また財産分与には、権利行使できる期間である除斥(じょせき)期間が2年と定められています。慰謝料請求にも3年の時効があるなど各請求に期限があるので、離婚条件を後回しにすると、これらを請求できなくなるリスクもあります。
6. 会話をしない妻と離婚したいときに弁護士へ相談するメリット
家庭は本来は最もくつろげる場所です。したがって、家庭内で妻が会話をしてくれない状況が続くと、夫はストレスを感じるでしょう。妻の言動によって自宅に帰るのが苦痛になったり、自宅に居場所がなく疲れがとれなくなったりしたという相談を受けることもあります。相談に来る人の中には、心療内科に通っている人もいます。

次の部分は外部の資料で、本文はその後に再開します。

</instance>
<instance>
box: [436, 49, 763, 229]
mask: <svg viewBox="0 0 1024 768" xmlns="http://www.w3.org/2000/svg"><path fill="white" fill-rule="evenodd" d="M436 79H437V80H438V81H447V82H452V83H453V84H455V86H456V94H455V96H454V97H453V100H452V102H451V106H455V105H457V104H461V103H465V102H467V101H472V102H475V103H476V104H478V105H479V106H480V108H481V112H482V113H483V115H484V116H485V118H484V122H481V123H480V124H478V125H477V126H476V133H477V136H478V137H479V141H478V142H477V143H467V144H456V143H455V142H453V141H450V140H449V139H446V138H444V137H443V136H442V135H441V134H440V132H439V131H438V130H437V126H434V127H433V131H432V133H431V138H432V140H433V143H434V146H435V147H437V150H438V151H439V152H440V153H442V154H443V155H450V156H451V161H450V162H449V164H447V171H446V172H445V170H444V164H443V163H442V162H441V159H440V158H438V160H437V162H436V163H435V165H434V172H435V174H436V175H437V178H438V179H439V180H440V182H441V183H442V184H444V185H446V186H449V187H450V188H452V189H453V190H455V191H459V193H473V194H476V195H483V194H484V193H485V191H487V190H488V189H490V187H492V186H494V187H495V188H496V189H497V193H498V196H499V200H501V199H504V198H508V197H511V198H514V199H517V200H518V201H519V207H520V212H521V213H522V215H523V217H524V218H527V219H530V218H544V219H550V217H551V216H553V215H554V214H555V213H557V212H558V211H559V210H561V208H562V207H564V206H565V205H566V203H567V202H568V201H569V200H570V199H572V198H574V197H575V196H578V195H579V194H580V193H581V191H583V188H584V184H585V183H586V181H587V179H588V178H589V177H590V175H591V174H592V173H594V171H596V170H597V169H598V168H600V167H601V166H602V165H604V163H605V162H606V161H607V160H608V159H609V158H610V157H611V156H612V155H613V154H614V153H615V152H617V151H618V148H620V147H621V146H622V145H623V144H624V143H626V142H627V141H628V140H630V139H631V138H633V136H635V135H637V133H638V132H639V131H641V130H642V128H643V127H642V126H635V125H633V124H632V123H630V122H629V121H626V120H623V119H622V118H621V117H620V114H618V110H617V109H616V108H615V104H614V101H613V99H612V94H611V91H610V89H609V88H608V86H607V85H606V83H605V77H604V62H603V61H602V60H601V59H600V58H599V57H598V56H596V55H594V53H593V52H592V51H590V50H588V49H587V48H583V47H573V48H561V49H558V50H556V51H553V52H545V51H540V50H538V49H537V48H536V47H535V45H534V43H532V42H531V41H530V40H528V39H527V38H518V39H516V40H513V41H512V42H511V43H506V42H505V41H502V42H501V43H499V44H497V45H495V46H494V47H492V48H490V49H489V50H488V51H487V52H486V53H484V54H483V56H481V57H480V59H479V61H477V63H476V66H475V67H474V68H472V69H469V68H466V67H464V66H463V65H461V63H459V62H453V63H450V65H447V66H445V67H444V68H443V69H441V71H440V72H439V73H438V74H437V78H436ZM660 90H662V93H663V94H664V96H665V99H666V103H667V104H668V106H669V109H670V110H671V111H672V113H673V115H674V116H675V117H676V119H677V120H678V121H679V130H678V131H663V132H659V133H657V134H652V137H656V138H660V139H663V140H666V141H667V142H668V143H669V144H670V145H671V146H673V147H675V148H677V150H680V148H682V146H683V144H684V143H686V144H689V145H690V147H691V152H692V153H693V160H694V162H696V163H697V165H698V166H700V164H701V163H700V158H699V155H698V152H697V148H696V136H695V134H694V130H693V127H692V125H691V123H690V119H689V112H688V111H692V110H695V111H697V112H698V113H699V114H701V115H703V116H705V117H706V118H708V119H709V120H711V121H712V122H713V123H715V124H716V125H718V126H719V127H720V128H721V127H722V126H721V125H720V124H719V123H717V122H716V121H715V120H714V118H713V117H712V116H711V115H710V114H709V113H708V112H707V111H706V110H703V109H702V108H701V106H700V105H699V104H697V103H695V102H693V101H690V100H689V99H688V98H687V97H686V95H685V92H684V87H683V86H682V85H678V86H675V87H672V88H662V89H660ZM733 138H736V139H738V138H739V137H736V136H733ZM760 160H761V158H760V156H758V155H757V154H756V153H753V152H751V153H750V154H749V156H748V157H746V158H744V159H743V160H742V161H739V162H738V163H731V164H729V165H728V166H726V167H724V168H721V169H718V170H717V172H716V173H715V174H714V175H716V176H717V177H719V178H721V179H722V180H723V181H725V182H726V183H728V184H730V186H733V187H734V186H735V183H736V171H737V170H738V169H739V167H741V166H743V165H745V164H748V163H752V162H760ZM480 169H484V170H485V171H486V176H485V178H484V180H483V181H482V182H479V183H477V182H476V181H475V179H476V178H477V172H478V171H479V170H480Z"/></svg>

しかし、妻が会話をしてくれないというだけでは、裁判で離婚を認めてもらうのは難しいのが現実です。妻が離婚を拒否する場合、成立させることは簡単ではありません。
そのため、離婚を決意したら早めに弁護士に相談して、離婚に向けての方針や手続きなどを確認することをおすすめします。弁護士に相談することで進むべき道が見えたり、気持ちを整理できたりすることもあります。
7. 会話をしない妻に関する質問
父母の会話がない家庭環境は、子どもに深刻な影響を与える可能性があります。例えば、父母の不和を自分のせいと感じてしまい、自己肯定感が下がり情緒が不安定になったり、気を遣うことにストレスを感じ、問題行動を起こしてしまったりします。
また、子どもはコミュニケーションスキルを父母から学ぶため、家庭内での会話が少ないことで、コミュニケーションや素直な感情表現が苦手になるケースもあるようです。
妻が口をきいてくれない原因が夫の言動にある場合は、夫が言動を改善したり、妻と話し合ったりすることによって解決できる可能性があります。しかし、妻の愛情が完全に冷めてしまっている場合や、夫婦関係の修復が難しい状況に至ってしまった場合などは、離婚も選択肢のひとつになるでしょう。子どもがいる場合は、子どもの養育環境を整えるために別居するのもひとつの方法です。
8. まとめ 夫婦の危機に悩んだら 専門家に相談を
妻が会話をしてくれない状況が続く場合は、夫婦関係が破綻に向かっている可能性があります。手遅れにならないよう、気付いた段階で妻と向き合って話し合い、理解し合うことが大切です。それでも解決できない場合は、一人で抱え込まずに弁護士に相談することをおすすめします。